Reuters a cité des dirigeants du secteur pétrolier affirmant que les trois plus grandes compagnies pétrolières américaines – ExxonMobil, ConocoPhillips et Chevron – n’ont pas encore entamé de discussions avec l’administration Trump concernant l’enlèvement de Maduro, « contredisant les affirmations de Trump selon lesquelles il aurait rencontré toutes les compagnies pétrolières américaines, avant et après la destitution de Maduro ».
Toutefois, les réunions prévues la semaine prochaine seront, selon l’agence, « cruciales pour les espoirs de l’administration américaine de stimuler la production et les exportations du pétrole brut vénézuélien », un processus qui nécessitera des années de travail et des milliards de dollars d’investissement.
Dans ce contexte, une source de Reuters a indiqué que « les entreprises hésiteront à discuter de leurs opérations potentielles au Venezuela lors de réunions de groupe avec la Maison Blanche », invoquant des préoccupations liées aux lois antitrust qui restreignent les discussions entre concurrents concernant les plans d’investissement, le calendrier et les niveaux de production.
De son côté, la porte-parole de la Maison Blanche, Taylor Rogers, a affirmé que « toutes nos compagnies pétrolières sont prêtes et disposées à réaliser d’importants investissements au Venezuela pour reconstruire son infrastructure pétrolière, détruite par le régime illégitime de Maduro », refusant de commenter les réunions à venir.
CBS News a prédit quelques jours auparavant que les PDG des trois géants pétroliers rencontreraient le secrétaire américain à l’Énergie, Chris Wright, jeudi.
Chevron reprend ses exportations de pétrole vénézuélien
Parallèlement, les principaux ports pétroliers du Venezuela ont entamé leur cinquième jour consécutif sans livraison de pétrole brut aux clients asiatiques de la compagnie pétrolière d’État vénézuélienne PDVSA, principaux acheteurs de pétrole vénézuélien.
L’agence britannique a noté que Chevron, la compagnie américaine et principal partenaire de la compagnie vénézuélienne dans leur coentreprise, a repris mardi les exportations de pétrole vénézuélien vers les États-Unis après quatre jours d’interruption.
Elle a également rappelé son personnel expatrié à ses bureaux au Venezuela, ce qui coïncide avec la reprise des vols vers le pays.

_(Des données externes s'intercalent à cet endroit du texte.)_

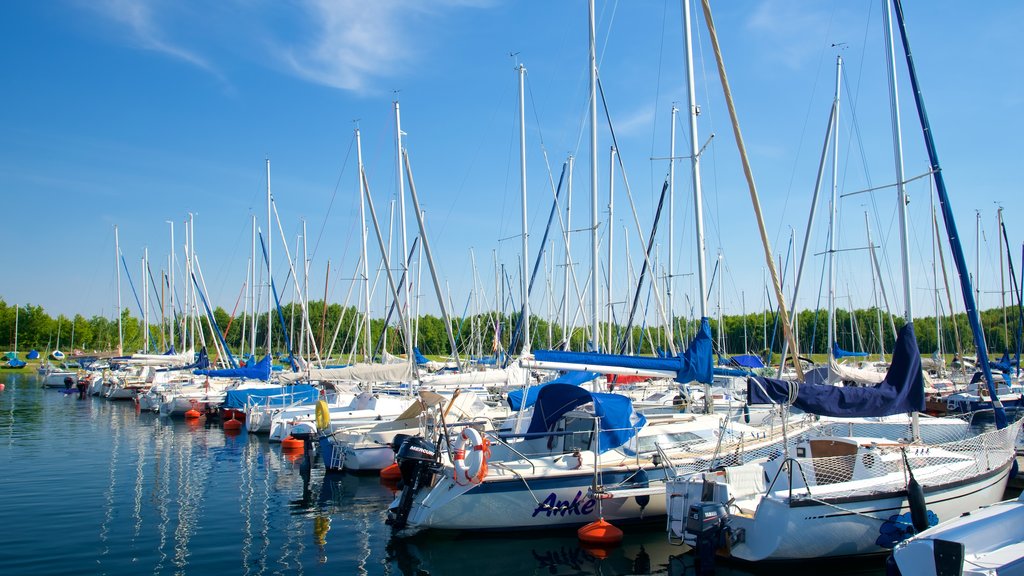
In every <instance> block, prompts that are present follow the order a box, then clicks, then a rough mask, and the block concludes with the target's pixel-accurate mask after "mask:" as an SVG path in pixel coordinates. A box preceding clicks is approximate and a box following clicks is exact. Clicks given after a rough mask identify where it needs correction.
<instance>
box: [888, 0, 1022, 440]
mask: <svg viewBox="0 0 1024 576" xmlns="http://www.w3.org/2000/svg"><path fill="white" fill-rule="evenodd" d="M887 2H888V0H887ZM887 7H888V5H887ZM895 11H896V19H897V22H898V24H899V31H900V37H901V38H902V39H903V50H904V54H905V56H906V68H907V71H908V72H909V75H910V85H911V86H912V87H913V95H914V102H915V104H916V108H918V119H919V120H920V121H921V129H922V132H923V133H924V136H925V142H926V143H927V146H928V158H929V161H930V162H931V168H932V177H933V178H934V179H935V188H936V193H937V194H938V196H939V206H940V207H941V208H942V219H943V221H944V222H945V224H946V236H947V238H948V239H949V244H950V248H951V250H952V255H953V262H954V263H955V264H956V272H957V274H958V275H959V279H961V292H963V293H964V306H965V308H966V311H965V312H966V313H967V317H968V321H969V322H970V323H971V331H972V332H973V333H974V341H975V346H977V348H978V366H979V367H981V370H982V373H983V374H984V376H985V383H986V384H987V385H988V394H989V396H990V397H991V399H992V408H993V411H994V416H995V425H996V427H998V428H1005V427H1007V425H1008V421H1007V414H1006V411H1005V410H1004V408H1002V403H1001V402H1000V401H999V398H998V396H997V395H996V394H995V384H994V382H993V380H992V371H991V367H990V366H989V365H988V349H987V347H986V345H985V332H984V331H983V330H982V327H981V318H980V316H979V313H978V308H977V301H976V299H975V298H974V295H973V294H972V290H971V288H972V287H971V278H970V276H969V275H968V273H967V260H966V259H965V258H964V248H963V246H961V243H959V237H958V235H957V233H956V221H955V219H954V218H953V213H952V207H951V206H950V205H949V195H948V193H947V192H946V180H945V178H944V177H943V175H942V170H941V168H940V166H939V154H938V151H937V150H936V149H935V136H934V133H933V132H932V126H931V122H929V120H928V112H927V111H926V110H925V98H924V95H923V94H922V92H921V86H920V84H919V83H918V72H916V69H915V68H914V66H913V56H912V55H911V54H910V44H909V41H908V40H907V36H906V26H905V24H904V22H903V6H902V4H901V2H900V0H895ZM888 13H889V10H888V9H887V10H886V15H887V17H888Z"/></svg>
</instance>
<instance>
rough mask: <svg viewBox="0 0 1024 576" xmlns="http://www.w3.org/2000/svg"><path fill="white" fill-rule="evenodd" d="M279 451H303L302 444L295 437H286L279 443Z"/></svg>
mask: <svg viewBox="0 0 1024 576" xmlns="http://www.w3.org/2000/svg"><path fill="white" fill-rule="evenodd" d="M281 449H282V450H285V451H288V452H292V451H302V450H304V449H305V446H304V445H303V442H302V441H301V440H299V439H297V438H295V437H291V436H289V437H287V438H285V440H282V441H281Z"/></svg>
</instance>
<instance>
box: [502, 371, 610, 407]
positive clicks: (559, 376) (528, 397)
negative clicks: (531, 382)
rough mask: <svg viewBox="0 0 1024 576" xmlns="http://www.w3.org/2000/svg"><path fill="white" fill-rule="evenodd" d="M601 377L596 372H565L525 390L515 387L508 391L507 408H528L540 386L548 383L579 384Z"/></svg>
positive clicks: (536, 398)
mask: <svg viewBox="0 0 1024 576" xmlns="http://www.w3.org/2000/svg"><path fill="white" fill-rule="evenodd" d="M599 377H601V375H600V374H598V373H597V372H566V373H564V374H562V375H561V376H558V377H557V378H555V379H554V380H551V381H550V382H545V383H543V384H538V385H536V386H529V387H527V388H526V389H525V390H522V389H517V390H512V392H510V393H508V395H506V396H507V399H508V403H509V408H511V409H512V410H522V409H523V408H529V407H530V406H532V405H534V404H535V403H536V402H537V395H538V394H540V393H541V388H543V387H544V386H547V385H549V384H572V385H574V386H579V385H580V384H584V383H587V382H589V381H591V380H593V379H594V378H599Z"/></svg>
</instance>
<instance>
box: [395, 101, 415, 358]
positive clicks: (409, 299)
mask: <svg viewBox="0 0 1024 576" xmlns="http://www.w3.org/2000/svg"><path fill="white" fill-rule="evenodd" d="M394 143H395V157H394V169H395V172H397V173H396V174H395V179H396V186H397V190H396V191H395V194H397V195H398V210H399V212H400V213H401V214H400V215H401V217H400V219H399V221H400V223H401V253H402V255H403V257H402V258H401V271H402V275H403V276H404V277H406V282H404V283H403V284H402V286H400V288H401V291H402V294H401V295H402V296H404V304H406V306H407V307H406V314H404V315H402V317H401V319H402V326H404V328H406V356H407V358H408V359H409V364H410V366H414V367H415V366H416V356H415V355H414V354H413V323H412V321H411V320H410V318H409V313H410V312H412V306H411V305H410V301H411V293H410V286H409V285H410V282H409V281H410V280H412V277H410V275H409V260H408V258H407V257H404V254H408V253H409V237H408V235H407V233H406V179H404V177H403V175H402V171H401V113H400V111H399V110H398V98H397V95H396V96H395V99H394ZM396 303H397V305H398V308H399V310H401V302H400V301H398V302H396ZM414 372H415V368H414Z"/></svg>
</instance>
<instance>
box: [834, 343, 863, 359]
mask: <svg viewBox="0 0 1024 576" xmlns="http://www.w3.org/2000/svg"><path fill="white" fill-rule="evenodd" d="M862 356H867V353H866V352H849V351H845V349H843V348H841V347H839V342H833V358H835V359H837V360H839V359H840V358H846V357H853V358H857V357H862Z"/></svg>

Parallèlement, au moins douze navires sous sanctions, qui avaient chargé leur cargaison en décembre, ont quitté les eaux vénézuéliennes début janvier, transportant environ 12 millions de barils de pétrole brut et de carburant à destination de la Chine. Ces navires ont navigué de nuit ou avec leurs transpondeurs désactivés, mettant ainsi fin au blocus américain imposé aux pétroliers depuis le mois dernier.
La paralysie des exportations de pétrole vers l’Asie pourrait contraindre PDVSA, qui peine à maintenir ses activités de production et de raffinage, à accentuer les réductions de production qu’elle a initiées ces derniers jours, face à un excédent croissant de pétrole brut et de stocks de carburant.